Earl of Mar and Kellie

  79. Continuing on this subject of the supremacy of the consumer interest, I would ask you to do two things for me. Could you characterise the consumer interest and also explain how that might interface with the fact that the less polluting forms of generation seem to be being priced off the market? My final question about that would be, is that sort of issue beyond the regulator? Is that something which the Government should attend to?
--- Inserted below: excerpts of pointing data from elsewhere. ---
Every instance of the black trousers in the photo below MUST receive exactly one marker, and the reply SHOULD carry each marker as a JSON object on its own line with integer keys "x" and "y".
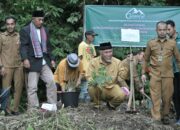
{"x": 176, "y": 95}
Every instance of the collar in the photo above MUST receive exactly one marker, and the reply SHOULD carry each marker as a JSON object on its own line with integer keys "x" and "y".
{"x": 102, "y": 62}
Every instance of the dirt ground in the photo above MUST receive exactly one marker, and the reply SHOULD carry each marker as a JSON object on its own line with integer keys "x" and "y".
{"x": 118, "y": 119}
{"x": 85, "y": 117}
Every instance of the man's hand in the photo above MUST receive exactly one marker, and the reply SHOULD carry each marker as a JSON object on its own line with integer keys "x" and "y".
{"x": 3, "y": 71}
{"x": 141, "y": 90}
{"x": 78, "y": 82}
{"x": 53, "y": 64}
{"x": 26, "y": 63}
{"x": 143, "y": 78}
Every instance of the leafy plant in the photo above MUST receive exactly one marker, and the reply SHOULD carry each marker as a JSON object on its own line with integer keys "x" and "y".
{"x": 100, "y": 77}
{"x": 70, "y": 86}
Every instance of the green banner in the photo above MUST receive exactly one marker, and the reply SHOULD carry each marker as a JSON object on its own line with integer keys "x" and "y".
{"x": 118, "y": 23}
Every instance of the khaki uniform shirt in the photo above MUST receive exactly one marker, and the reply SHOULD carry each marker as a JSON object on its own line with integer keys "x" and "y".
{"x": 64, "y": 73}
{"x": 126, "y": 63}
{"x": 9, "y": 50}
{"x": 160, "y": 55}
{"x": 88, "y": 52}
{"x": 114, "y": 69}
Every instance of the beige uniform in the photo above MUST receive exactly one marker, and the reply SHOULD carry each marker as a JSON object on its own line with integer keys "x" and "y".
{"x": 111, "y": 92}
{"x": 160, "y": 54}
{"x": 126, "y": 63}
{"x": 11, "y": 60}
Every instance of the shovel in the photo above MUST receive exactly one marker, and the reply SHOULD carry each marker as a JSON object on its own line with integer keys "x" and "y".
{"x": 132, "y": 95}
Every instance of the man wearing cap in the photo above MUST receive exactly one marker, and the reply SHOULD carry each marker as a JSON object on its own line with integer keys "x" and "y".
{"x": 115, "y": 90}
{"x": 37, "y": 59}
{"x": 86, "y": 53}
{"x": 137, "y": 58}
{"x": 69, "y": 71}
{"x": 10, "y": 59}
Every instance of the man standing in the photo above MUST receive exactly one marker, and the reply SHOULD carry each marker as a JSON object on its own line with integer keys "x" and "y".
{"x": 110, "y": 92}
{"x": 86, "y": 53}
{"x": 37, "y": 59}
{"x": 160, "y": 52}
{"x": 171, "y": 31}
{"x": 12, "y": 68}
{"x": 137, "y": 58}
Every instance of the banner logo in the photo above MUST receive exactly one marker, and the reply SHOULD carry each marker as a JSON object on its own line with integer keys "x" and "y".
{"x": 135, "y": 14}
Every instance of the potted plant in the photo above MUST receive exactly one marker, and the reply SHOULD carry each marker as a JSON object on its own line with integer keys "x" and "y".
{"x": 71, "y": 95}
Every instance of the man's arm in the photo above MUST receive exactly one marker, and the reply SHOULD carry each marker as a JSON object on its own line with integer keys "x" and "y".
{"x": 24, "y": 40}
{"x": 177, "y": 55}
{"x": 145, "y": 63}
{"x": 80, "y": 51}
{"x": 122, "y": 74}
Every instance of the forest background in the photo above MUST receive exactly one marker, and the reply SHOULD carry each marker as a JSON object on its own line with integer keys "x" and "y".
{"x": 64, "y": 19}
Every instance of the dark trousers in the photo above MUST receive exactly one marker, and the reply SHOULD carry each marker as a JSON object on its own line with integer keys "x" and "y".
{"x": 176, "y": 95}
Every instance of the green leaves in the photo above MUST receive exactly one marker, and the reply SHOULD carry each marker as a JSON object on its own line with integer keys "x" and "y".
{"x": 100, "y": 78}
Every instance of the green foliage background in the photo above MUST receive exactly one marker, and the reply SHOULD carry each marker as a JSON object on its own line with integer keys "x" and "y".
{"x": 64, "y": 18}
   (Professor Littlechild) Tough questions. On the first one, I think it fair to say that environmental issues were not a significant factor during most of the time that I was regulator, with two qualifications, I suppose. One is that there was provision for investment in renewables and that was basically the Government's decision, and understood to be so. Secondly, I myself took a particular interest in whether there should be some undergrounding of lines; but I found that there was not a great deal of interest in it, surprisingly. I could not really generate any support for a move in that direction so I thought, "When it does become an issue, my successor will deal with it". So I would not claim to be an expert on the environmental issue. Basically, in that early context I interpreted the interest of customers as being price and quality of service. We therefore wanted to get the best price we could, consistent with getting steadily improving quality of service. The big issue for us was what is the trade-off between the two. I do not say that we came to any easy answers on that, but we were constantly asking ourselves would customers rather spend more, have more investment in the network and improve the quality of service, or would they rather have a cheaper and less efficient service that was subject to outages a bit more frequently? That was the issue. In terms of the environment, as I say, I think that there is a limited extent to which a regulator might say, "Surely customers would be prepared to pay a little extra to have some of these lines undergrounded?", where you are not talking about large sums of money. However, once you begin to consider—for example, if you underground the transmission network you are talking 10 to 20 times the cost of that transmission—that sort of magnitude, I do not think a regulator would be justified in pressing that. For the most part, you have to look to Government on the environmental trade-off—particularly since that is quite controversial, as we know.